Earlier this year a report prepared by the insurance broker David Rowland on the future of Lloyd's over the next several years suggested that CentreWrite should be 'refocused' so that it could offer quotations to any individual underwriting member rather than entire syndicates of members. The Rowland report also suggested that CentreWrite should co-operate jointly with the commercial insurance market to provide extra resources for financial help.

One suggestion under consideration among insurance specialists is that all members should pay a large premium to CentreWrite, which could buy its own insurance protection from international insurance groups. This could allow CentreWrite to lend money to the Lloyd's central fund of last resort, designed to protect policyholders, to ensure that all insurance claims are met. Lloyd's has recently boosted its central fund from pounds 500m to pounds 1bn. But there are fears that this might not be sufficient.

'If reinsurers came in behind CentreWrite it would have to be a very attractive solution for Lloyd's,' said Chris Hitchings of Hoare Govett Investment Research, a leading insurance analyst.
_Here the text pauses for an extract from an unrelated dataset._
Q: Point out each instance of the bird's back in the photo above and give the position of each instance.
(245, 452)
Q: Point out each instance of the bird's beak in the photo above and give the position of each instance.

Ian Fagelson, a partner with the City solicitors Warner Cranston, which acts for several large European insurance groups, said: 'Lloyd's should be urgently exploring the possibility of working together with major insurance companies to ensure that its short- term liquidity issues are properly tackled.'

Such a solution might, if adopted, head off a possible rebellion at the extraordinary meeting, where members are to be asked to support a vote of confidence in the market's ruling council. A range of other resolutions have been framed by 110 members, which call for reforms and financial help for the hardest-hit individuals.